1. Some background of what a data science model is, and how data plays a role in these models. Understand from vast amounts of data.

  • structured data
  • unstructured data
  • metadata
  • semi-structured data

2. Understand data pipelines

3. Importance of pairing -Follow an SDLC process which may require a bit more of exploratory testing and investigation, therefore pairing with data scientist is a good way of working and understanding the model

4. Pre-testing thoughts:

  • is the model custom made/ off the shelf?
  • How as a team are, we training our own model to behave?
  • What is my input and what’s my output?
  • Am I experiencing the right behaviour? (models do contain some element of randomness so how we will make sure what’s acceptable when testing the results?)

5. As testers, we expect input + model that uses predictive analytics  = output example 5+3 = 8 but for data scientists  5+3= 8 is not always 8 but  8.1,.8.001,.8.5 in simple words stochastic, so how will we bring processes and strategies to make sure we capture the right output results and the consumers still benefit from this? In a nutshell, making sure the model’s quality is good and we have the confidence in what we provide to consumers.

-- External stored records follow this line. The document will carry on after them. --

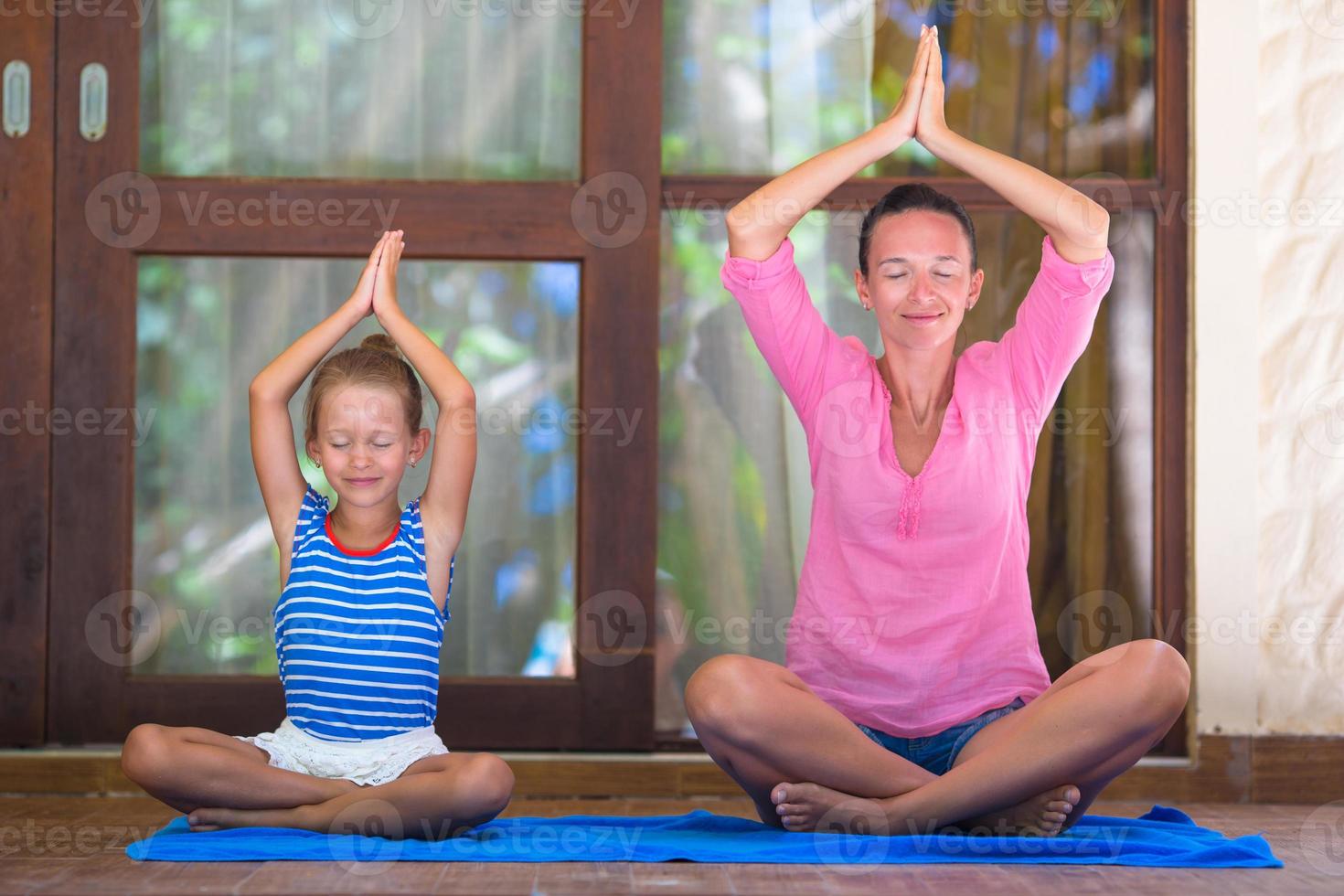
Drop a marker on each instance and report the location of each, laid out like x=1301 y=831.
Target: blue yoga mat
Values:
x=1163 y=837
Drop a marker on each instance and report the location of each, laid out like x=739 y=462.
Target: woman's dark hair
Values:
x=377 y=363
x=909 y=197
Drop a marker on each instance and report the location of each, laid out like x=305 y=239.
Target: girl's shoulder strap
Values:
x=312 y=516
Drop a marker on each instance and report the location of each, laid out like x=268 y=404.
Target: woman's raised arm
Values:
x=758 y=223
x=1077 y=226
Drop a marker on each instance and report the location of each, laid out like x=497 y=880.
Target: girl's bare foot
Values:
x=808 y=806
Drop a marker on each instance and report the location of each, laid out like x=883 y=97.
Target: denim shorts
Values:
x=937 y=752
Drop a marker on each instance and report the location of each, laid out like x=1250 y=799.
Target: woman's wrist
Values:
x=937 y=140
x=887 y=137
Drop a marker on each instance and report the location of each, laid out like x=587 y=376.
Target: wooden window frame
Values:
x=71 y=535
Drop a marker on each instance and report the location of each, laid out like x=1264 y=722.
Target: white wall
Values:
x=1267 y=228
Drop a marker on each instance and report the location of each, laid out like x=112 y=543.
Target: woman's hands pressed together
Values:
x=920 y=109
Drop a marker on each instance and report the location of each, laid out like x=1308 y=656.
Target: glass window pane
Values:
x=734 y=478
x=406 y=91
x=760 y=86
x=203 y=547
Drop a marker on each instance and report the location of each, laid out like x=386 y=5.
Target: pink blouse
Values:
x=912 y=610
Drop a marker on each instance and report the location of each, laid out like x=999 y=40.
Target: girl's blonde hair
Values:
x=378 y=364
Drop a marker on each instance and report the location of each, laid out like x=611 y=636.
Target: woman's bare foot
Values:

6. Test the areas we are certain about the behaviour and those areas uncertain about have some bounds around averages - expectations set

7. Exploratory testing and looking for edge cases, regression testing to see that new features are not breaking baseline results

8. Understanding what tests to perform:

  • what is an acceptable test for the model?
  • Have we found anomalies? (results too off the threshold?)
  • How do we know what we produced as results is the right result?
  • How accurate are my results from the model?
  • What is an acceptable deviation?

9. I will give away tips that helped me and could help testers who want to explore testing models and making sure the quality of a model is providing the team with enough confidence and helping a business

10. Post testing – Have we got a good understanding of what the model has provided? Are the predictive analytics working as expected? Does the shape of my data look as expected? (testing the outputs will explain if the values are of the right type from the data input stage)